Particularly, a large contribution is made by the present invention in cases where problems arise in connections by bonding, for example, a case where in inspection of performances of LSI products, it is required to remove again bonding after the inspection or a case where since ceramic carriers and resin circuit plates are greatly different from each other in coefficients of thermal expansion, the reliability with respect to changes in temperature is low.

Example 1

Stainless steel fibers (diameter 25µ), which had been cut to a length of 1 mm, was subjected to the surface activation treatment with palladium, after which the resulting surface was entirely copper plated by a thickness of 1µ, further coated with nickel and still further gold plated by 0.3µ. These platings all were conducted by electroless plating. As for copper plating, a chemical solution containing 12.5 weight % of Cu and 12.5 weight % of caustic soda was used for the treatment at ordinary temperatures. For nickel plating, a chemical solution containing 0.5 weight % of Ni was used at 80°C and for gold plating a chemical solution containing 0.3 weight % of Au at 95°C. Then, 3 weight % of said filaments based on the weight of silicone was admixed in an original solution of silicone rubber and molded by applying to it a magnetic field of 5000 gauss. Thus, there was obtained an anisotropic conductor of 1 mm in thickness in which said filaments were oriented and embedded with a density of 15 filaments per 1 mm². The product was cut to provide elastic connectors of a width of 2 mm x a length of 20 mm x a thickness of 1mm. As a result of the measurements of said connector conducted using an electrode of 1mm² by the above-mentioned method, it was found that the elastic connector having a resistance value equivalent to bonding such as R_O = 0.010Ω and R = 0.0010Ω. cm was obtained.

Claims

1. In a low resistance elastic connector in which electro-conductive filaments isolated from each other are allowed to penetrate an electric insulating elastomer in its thickness direction, said filaments consisting of a ferro-magnetic material coated with good conductors.

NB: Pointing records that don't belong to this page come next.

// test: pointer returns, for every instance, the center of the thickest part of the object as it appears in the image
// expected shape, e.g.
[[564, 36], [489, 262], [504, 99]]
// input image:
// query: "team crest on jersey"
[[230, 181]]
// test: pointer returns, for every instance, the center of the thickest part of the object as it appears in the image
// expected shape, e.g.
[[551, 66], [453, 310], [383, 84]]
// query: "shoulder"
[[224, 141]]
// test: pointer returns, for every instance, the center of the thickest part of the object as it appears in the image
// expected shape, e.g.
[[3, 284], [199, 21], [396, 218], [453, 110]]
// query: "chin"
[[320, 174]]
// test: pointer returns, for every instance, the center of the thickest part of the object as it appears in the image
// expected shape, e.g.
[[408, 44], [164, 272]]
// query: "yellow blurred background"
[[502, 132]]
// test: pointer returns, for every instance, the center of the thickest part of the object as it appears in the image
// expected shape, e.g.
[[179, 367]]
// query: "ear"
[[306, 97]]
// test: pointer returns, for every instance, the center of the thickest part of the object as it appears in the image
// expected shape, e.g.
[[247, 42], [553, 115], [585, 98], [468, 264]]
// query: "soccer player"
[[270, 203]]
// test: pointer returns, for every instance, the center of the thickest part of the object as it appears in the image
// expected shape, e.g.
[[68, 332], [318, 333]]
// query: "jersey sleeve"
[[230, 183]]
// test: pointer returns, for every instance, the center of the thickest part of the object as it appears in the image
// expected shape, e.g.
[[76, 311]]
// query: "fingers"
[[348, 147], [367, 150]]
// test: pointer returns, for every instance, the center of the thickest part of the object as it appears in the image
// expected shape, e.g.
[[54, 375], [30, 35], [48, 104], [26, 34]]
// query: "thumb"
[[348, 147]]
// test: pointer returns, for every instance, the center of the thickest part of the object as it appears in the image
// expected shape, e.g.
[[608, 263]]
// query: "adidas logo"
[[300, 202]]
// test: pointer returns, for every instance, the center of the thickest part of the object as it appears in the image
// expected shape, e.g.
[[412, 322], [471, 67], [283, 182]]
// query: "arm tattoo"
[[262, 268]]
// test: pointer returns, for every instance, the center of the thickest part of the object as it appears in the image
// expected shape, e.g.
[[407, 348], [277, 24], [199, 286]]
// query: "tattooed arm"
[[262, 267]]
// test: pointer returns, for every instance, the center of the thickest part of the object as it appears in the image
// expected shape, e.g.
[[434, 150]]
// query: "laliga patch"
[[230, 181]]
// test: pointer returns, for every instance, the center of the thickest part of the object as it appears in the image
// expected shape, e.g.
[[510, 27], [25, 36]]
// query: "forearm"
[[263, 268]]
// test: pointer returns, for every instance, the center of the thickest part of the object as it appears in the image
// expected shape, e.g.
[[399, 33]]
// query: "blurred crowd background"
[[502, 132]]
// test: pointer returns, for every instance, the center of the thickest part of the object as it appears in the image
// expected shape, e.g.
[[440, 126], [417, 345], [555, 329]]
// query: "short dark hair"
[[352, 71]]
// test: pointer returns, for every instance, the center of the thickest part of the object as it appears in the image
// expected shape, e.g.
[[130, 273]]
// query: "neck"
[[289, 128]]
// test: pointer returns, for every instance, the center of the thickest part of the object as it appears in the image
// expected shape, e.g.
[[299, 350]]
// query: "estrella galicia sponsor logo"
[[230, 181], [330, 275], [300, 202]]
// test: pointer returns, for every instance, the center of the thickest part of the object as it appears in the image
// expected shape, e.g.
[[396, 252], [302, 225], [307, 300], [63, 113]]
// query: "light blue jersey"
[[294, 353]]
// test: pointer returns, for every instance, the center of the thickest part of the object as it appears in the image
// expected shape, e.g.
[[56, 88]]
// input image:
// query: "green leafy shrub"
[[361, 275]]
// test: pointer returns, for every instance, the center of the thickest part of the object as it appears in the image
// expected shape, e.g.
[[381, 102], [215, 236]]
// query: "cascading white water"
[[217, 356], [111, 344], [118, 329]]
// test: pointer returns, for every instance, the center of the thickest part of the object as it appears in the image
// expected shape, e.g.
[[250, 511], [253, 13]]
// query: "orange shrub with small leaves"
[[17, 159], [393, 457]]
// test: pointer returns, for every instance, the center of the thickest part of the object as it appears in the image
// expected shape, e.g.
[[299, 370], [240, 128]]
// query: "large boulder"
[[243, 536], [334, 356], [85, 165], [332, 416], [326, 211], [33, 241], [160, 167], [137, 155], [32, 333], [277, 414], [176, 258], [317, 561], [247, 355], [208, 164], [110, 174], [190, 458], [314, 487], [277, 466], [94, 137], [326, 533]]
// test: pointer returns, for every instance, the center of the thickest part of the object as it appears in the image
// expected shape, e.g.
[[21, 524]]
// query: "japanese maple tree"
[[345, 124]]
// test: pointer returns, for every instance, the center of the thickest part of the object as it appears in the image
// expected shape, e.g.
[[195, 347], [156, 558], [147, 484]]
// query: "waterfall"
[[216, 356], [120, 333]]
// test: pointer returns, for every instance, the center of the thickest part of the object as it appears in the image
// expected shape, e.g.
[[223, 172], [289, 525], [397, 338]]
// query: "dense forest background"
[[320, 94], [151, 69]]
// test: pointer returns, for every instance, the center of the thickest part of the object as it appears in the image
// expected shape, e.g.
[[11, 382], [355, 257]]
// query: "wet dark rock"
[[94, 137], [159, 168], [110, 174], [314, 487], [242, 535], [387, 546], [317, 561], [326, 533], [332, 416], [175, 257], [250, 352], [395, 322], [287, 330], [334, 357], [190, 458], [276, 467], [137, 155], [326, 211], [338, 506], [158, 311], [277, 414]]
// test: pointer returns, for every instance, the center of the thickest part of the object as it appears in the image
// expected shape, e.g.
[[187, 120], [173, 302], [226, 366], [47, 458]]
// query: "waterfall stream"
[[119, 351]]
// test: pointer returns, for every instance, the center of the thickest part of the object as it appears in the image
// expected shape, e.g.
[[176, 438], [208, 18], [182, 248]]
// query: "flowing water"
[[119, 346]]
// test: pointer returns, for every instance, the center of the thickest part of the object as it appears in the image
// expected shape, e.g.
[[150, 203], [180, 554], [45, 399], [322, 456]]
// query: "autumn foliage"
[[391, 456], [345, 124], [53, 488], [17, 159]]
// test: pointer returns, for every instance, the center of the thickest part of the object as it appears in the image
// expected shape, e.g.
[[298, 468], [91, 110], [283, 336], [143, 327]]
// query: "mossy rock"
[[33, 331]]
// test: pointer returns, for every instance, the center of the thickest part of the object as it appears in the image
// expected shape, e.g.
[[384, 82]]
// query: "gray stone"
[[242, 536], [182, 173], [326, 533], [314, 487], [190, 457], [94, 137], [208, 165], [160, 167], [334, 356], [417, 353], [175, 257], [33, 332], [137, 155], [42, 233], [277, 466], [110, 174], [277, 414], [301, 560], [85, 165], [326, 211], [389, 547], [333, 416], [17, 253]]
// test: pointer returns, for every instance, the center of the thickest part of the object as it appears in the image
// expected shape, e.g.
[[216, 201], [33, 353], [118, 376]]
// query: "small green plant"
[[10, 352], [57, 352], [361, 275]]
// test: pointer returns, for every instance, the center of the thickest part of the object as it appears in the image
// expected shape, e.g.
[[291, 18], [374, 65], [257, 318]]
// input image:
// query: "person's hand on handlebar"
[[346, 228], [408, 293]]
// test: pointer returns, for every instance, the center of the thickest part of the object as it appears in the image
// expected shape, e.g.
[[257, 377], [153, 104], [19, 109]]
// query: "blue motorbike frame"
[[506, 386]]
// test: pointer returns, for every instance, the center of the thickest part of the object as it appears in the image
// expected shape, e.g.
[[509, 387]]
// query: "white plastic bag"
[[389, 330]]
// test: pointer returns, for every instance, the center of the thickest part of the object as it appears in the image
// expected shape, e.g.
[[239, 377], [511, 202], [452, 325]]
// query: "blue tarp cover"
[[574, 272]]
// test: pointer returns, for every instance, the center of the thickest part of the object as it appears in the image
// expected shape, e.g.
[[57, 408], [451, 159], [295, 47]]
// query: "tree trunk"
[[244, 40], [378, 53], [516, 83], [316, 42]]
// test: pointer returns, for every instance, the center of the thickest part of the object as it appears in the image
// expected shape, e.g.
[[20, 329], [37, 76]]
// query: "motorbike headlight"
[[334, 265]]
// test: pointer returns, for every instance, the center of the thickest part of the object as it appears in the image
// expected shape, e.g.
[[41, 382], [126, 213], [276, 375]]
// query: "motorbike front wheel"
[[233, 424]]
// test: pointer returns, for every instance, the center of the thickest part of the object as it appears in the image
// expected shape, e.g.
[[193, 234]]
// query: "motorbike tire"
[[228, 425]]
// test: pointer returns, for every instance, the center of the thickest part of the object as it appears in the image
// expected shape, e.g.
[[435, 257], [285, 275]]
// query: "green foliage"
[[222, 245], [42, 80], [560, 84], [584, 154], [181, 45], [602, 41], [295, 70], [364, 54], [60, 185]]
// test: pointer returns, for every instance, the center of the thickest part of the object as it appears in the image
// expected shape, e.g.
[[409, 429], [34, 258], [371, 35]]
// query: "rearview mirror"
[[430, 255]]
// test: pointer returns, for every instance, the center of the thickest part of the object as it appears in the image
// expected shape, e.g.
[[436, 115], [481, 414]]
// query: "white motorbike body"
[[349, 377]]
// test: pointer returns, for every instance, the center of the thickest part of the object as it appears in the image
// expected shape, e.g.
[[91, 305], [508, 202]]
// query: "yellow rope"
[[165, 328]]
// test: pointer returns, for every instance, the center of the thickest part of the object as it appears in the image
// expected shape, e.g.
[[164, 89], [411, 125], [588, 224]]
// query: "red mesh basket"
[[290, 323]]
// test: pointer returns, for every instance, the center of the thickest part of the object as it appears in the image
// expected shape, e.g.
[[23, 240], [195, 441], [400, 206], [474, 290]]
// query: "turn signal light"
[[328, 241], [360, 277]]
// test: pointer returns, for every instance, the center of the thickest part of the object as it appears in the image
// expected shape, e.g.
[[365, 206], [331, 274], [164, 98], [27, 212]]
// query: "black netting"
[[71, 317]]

2. A low resistance elastic connector as claimed in Claim 1, wherein of the outmost surfaces of said filaments, such portions that come to contact with other parts on electric connection are coated with good conductors having a Brinell hardness of not more than 70.

3. A low resistance elastic connector as claimed in Claims (1) or (2), wherein the volume resistivity is not more than 0.02n.cm.

4. A low resistance elastic connector as claimed in any of Claims (1), (2) or (3), wherein said filaments protrude from both surfaces of an electric insulating elastomer.

5. A low resistance elastic connector as claimed in Claim (4), wherein the length of protrusions is 3 to 50µ.

6. A low resistance elastic connector as claimed in any of Claims (1), (2), (3), (4) or (5), wherein said good conductors are allowed to cover all over the surface of a ferro-magnetic material.

7. A low resistance elastic connector as claimed in Claim (6), wherein said ferro-magnetic material is coated with copper, further coated or not coated with nickel and still further coated with gold.

8. A method of preparing a low resistance elastic connector, which comprises at least:

(a) arranging a plural of ferro-magnetic materials in a definite direction, hardening them with a resin, cutting the resultant product into a predetermined length and then removing the resin to provide filaments,

(b) coating all over the surfaces of said filaments with good conductors by means of electroless plating or vacuum evaporation,

(c) adhering an unhardened elastomer to the filaments coated with good conductors and

(d) applying a magnetic field to said mixture, arranging the filaments in the thickness direction and then hardening said unhardened elastomer.

9. A method of preparing a low resistance elastic connector as claimed in Claim (8), wherein the electroless plating is conducted with copper and gold in two layers in that order.